A multi-robot path planning demo built with Q-Learning in MATLAB. Multiple robots navigate an N × N grid to reach a common goal while avoiding static obstacles. Grid size, number of robots and obstacles are user-specified at runtime. The project demonstrates reinforcement learning basics, collision handling, and a simple visualization / animation of robot trajectories.
This project implements a baseline multi-robot planner where each robot learns a local policy using Q-learning on the discrete grid. Robots receive positive reward on reaching the goal and negative reward for hitting obstacles. After training, the learned Q-table is used to generate robot trajectories which are animated on a 2D grid.
- Language: MATLAB (script)
- Paradigm: Reinforcement learning (Q-Learning) on discrete grid
- Input: Grid size, number of robots, number of obstacles (entered by user)

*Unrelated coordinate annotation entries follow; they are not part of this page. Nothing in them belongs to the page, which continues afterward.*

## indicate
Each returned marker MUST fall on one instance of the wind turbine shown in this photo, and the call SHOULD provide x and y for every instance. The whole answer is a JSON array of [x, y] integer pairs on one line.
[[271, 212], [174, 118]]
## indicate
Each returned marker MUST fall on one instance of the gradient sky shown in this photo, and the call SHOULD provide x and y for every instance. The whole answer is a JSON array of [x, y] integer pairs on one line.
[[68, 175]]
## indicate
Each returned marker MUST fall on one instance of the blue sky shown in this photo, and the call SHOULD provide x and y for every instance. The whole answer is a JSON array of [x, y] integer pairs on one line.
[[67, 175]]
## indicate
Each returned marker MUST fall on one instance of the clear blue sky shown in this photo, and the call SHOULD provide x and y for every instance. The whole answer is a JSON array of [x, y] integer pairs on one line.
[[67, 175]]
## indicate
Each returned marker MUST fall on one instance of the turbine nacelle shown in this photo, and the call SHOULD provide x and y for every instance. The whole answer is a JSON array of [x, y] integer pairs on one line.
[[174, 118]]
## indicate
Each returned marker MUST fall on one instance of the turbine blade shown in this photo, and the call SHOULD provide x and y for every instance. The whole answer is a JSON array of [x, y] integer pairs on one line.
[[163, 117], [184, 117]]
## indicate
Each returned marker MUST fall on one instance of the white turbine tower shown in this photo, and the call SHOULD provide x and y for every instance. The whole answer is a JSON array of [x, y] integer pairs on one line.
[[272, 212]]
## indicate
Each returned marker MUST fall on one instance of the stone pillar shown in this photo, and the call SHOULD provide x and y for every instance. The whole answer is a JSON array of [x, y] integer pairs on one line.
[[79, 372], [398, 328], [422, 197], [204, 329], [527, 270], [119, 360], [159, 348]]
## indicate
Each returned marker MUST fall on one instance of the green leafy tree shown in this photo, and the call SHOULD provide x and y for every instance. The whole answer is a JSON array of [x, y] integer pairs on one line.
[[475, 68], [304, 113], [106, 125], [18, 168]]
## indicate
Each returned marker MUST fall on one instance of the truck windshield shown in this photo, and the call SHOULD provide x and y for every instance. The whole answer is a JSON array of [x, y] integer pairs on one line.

- Output: Animated simulation, summary metrics (avg path length, computation time, collisions, Q-table memory size)
Random placement of robots, goal, and obstacles. Q-Learning training loop with tunable hyperparameters:
-
gamma (discount factor)
-
alpha (learning rate)
-
epsilon (exploration probability)
-
episodes (training episodes)
-
Action set: Right, Left, Up, Down (4-neighbour moves).
-
Visualization of grid, obstacles, goal, robot positions and animated trajectories.
-
Basic metrics printed at the end: average path length, computation time, number of collisions, model size.
-
Initialize grid and randomly place goal, obstacles and robots.
-
Initialize Q-table: Q_table(rows, cols, 4) (one value per action per cell).
-
Train via episodes:
For each robot per episode, choose action by ε-greedy.
Update Q-values using the Q-learning update:
Q(s,a) ← (1 − α)Q(s,a) + α (reward + γ max_a' Q(s',a'))
-
Rewards: large positive for reaching goal, negative for obstacle, small negative per step.
-
After training, generate trajectories by greedily following the learned policy (argmax Q).
-
Animate robot movement and report metrics.
Enter Grid Size as [rows cols]: [10 10]
Enter Number of Robots: 5
Enter Number of Obstacles: 10
Generating grid...
Plotting...
Path Length: 7.00
Computation Time: 0.2573 seconds
Collisions: 0
Max Robots: 5
Model Size: 3200 bytes
The following is the visualisation for the given input.
The blue lines higlight the trackers for each robot which has started from random positions, taking in the most appropriate path based on Q-Learning, to reach their common goal at (9,2). The square blocks are the obstacles.